William Herschel discovered NGC 660 = H II-253 on 16 Oct 1784 (sweep 295) and noted "pB, pl, E, bM, r". Sir Robert Ball, an assistant with the 72" at Birr Castle, described "a fine neb of the character of the neb in Andromeda. cB, vL, E 37.1°, possibly curved and with details. E Nucl which was suspected to be in two parts or have some peculiarity." A later observation by Dreyer reads "pB, pL mE 41°. Looks like a brush, fades away gradually south-following, more sharply defined north-preceding. Condensation in nf end."
400/500mm - 17.5" (12/18/89): fairly bright, large, oval SW-NE, broadly concentrated halo, mottled. A mag 14 double star is 1.8' ESE of center. Located 10' SE of mag 8.1 SAO 92589. UGC 1195 (possibly = IC 148) lies 22' NNW. It appeared faint, moderately large, oval SW-NE, low even surface brightness. NGC 660 and IC 148 are members of the loose M74 group.
900/1200mm - 48" (10/23/11): this large, striking galaxy contains a very bright, elongated bar oriented SW-NE, ~2'x1'. The northeastern half of the bar is noticeably brighter with a very high surface brightness.
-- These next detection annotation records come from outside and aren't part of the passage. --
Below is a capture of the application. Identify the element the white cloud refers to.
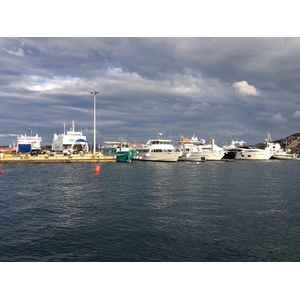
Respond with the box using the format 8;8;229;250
232;81;259;96
6;48;24;57
292;110;300;119
268;113;287;124
26;76;82;92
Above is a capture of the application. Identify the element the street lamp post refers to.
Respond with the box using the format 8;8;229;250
91;91;99;155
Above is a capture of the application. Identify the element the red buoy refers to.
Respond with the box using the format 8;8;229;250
94;165;101;174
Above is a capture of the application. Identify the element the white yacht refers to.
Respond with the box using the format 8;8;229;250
225;133;280;160
178;135;225;161
134;133;182;162
16;129;42;153
52;121;89;154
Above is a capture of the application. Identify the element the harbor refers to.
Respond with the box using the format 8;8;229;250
0;153;116;165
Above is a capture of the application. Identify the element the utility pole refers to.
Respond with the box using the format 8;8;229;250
91;91;99;155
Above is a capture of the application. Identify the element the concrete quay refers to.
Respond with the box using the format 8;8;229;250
0;154;116;165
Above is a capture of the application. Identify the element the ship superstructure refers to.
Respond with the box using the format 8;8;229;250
52;121;89;154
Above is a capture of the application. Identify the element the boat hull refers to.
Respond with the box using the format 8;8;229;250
116;150;136;162
134;151;181;162
179;151;224;161
235;150;273;160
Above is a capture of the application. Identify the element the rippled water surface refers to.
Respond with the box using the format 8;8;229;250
0;161;300;262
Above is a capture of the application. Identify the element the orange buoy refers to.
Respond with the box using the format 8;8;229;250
94;165;101;174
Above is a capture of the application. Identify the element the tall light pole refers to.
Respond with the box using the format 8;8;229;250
91;91;99;155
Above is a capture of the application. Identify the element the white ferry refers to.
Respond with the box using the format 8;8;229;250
133;133;182;162
178;135;225;161
52;121;89;154
16;131;42;153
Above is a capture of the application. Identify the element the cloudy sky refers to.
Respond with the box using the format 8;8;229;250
0;3;300;146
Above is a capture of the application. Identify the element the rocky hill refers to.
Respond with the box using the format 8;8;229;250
255;132;300;154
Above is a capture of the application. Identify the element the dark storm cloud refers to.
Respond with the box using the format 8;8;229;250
0;38;300;145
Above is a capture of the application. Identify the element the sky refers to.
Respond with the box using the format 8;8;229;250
0;2;300;146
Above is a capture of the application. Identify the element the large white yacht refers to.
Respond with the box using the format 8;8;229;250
52;121;89;154
16;129;42;153
178;135;225;161
134;133;182;162
224;133;281;160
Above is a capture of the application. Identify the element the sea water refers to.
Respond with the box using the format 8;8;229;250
0;160;300;262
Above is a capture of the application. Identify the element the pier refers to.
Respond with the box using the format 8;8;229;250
0;153;116;165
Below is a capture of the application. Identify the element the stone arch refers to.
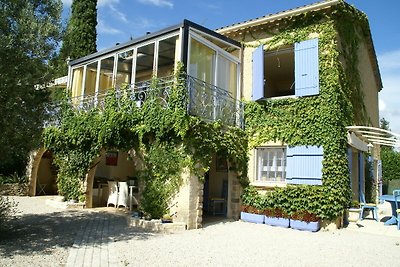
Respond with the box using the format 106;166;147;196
84;157;101;208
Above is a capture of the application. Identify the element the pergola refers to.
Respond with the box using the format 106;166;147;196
346;126;400;151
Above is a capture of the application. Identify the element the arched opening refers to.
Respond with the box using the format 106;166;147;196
35;150;58;196
203;154;229;223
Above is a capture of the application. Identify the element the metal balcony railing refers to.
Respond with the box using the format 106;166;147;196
186;75;244;128
45;75;243;128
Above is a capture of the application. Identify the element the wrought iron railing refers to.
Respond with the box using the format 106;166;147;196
186;76;243;128
45;76;243;128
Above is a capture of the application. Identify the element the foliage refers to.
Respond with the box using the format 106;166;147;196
43;66;248;218
0;0;62;174
0;196;16;231
53;0;97;76
245;3;369;219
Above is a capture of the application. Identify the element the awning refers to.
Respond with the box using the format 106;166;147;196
346;126;400;151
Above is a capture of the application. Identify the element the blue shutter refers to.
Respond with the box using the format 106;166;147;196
286;146;324;185
347;147;353;189
294;39;319;96
251;45;264;101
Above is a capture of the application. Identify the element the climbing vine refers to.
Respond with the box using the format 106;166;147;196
43;65;248;218
245;3;369;219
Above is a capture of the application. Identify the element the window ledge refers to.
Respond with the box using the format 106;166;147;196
250;182;287;188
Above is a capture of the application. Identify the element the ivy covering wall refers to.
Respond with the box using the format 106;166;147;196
43;66;248;218
245;3;369;219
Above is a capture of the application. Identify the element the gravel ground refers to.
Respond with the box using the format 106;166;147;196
0;197;400;266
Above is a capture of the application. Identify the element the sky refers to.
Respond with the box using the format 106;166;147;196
62;0;400;134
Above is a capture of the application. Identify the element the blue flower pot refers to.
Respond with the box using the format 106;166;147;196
290;219;321;232
240;211;265;224
264;216;290;228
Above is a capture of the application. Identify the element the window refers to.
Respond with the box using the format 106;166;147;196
252;39;319;101
254;146;324;185
256;147;286;182
99;56;114;92
116;50;133;89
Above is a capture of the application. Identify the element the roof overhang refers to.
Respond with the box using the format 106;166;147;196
346;126;400;151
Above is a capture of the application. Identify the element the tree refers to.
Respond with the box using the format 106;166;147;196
0;0;62;174
54;0;97;76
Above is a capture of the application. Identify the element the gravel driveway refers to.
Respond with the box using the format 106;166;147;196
0;197;400;266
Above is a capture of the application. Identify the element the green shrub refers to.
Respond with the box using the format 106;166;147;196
0;196;16;231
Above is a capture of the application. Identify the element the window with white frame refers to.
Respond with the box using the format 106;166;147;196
255;147;286;182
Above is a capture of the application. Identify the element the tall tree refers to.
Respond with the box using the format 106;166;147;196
0;0;62;174
55;0;97;76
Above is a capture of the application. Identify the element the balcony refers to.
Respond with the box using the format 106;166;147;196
45;75;244;128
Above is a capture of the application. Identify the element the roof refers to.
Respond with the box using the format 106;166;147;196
216;0;383;91
216;0;341;34
68;19;241;65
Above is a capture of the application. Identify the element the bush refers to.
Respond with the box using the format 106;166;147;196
0;196;16;230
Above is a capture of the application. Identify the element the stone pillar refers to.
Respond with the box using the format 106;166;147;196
227;172;242;220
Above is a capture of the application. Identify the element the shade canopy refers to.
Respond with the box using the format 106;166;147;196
346;126;400;151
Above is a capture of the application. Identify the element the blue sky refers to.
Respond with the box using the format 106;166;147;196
62;0;400;134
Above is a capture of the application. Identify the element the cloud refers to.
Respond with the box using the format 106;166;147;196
97;19;123;35
138;0;174;8
62;0;119;7
378;50;400;133
379;50;400;71
97;0;119;7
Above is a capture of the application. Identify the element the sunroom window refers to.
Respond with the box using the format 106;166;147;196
99;56;114;91
252;39;319;101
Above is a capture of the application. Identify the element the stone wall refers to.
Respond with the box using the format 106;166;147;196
0;184;29;196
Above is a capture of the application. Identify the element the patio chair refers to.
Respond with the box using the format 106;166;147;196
107;181;118;207
393;189;400;230
360;192;379;222
117;182;129;208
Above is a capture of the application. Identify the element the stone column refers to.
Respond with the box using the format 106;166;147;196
26;148;46;197
170;169;203;229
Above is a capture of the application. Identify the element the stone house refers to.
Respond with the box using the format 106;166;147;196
29;0;382;229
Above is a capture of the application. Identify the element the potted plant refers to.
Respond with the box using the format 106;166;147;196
290;210;321;232
240;205;264;224
240;186;264;224
161;214;172;223
263;208;290;228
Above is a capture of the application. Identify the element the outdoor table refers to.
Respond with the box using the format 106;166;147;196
379;195;397;225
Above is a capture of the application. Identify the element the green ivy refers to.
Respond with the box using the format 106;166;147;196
245;3;369;219
43;65;248;218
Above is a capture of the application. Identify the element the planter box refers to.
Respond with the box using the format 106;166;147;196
264;215;290;228
345;208;361;224
290;219;321;232
240;211;265;224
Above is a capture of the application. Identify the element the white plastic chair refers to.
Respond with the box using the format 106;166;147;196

The galaxy is fainter and wider on the southwest portion of the bar. The central region in mottled and dusty, but I didn't notice the X-shaped dust lanes visible on photos. At the southwest end, a broad low surface brightness spiral arm emerges and sweeps south, curving slightly east for a length of 2'. A second faint arm begins at the northeast end of the bar and extends north a similar distance, bending gradually to the west. The arms gave the galaxy a stretched "S" appearance and significantly increased the overall size to ~6.5'x2.5', roughly N-S.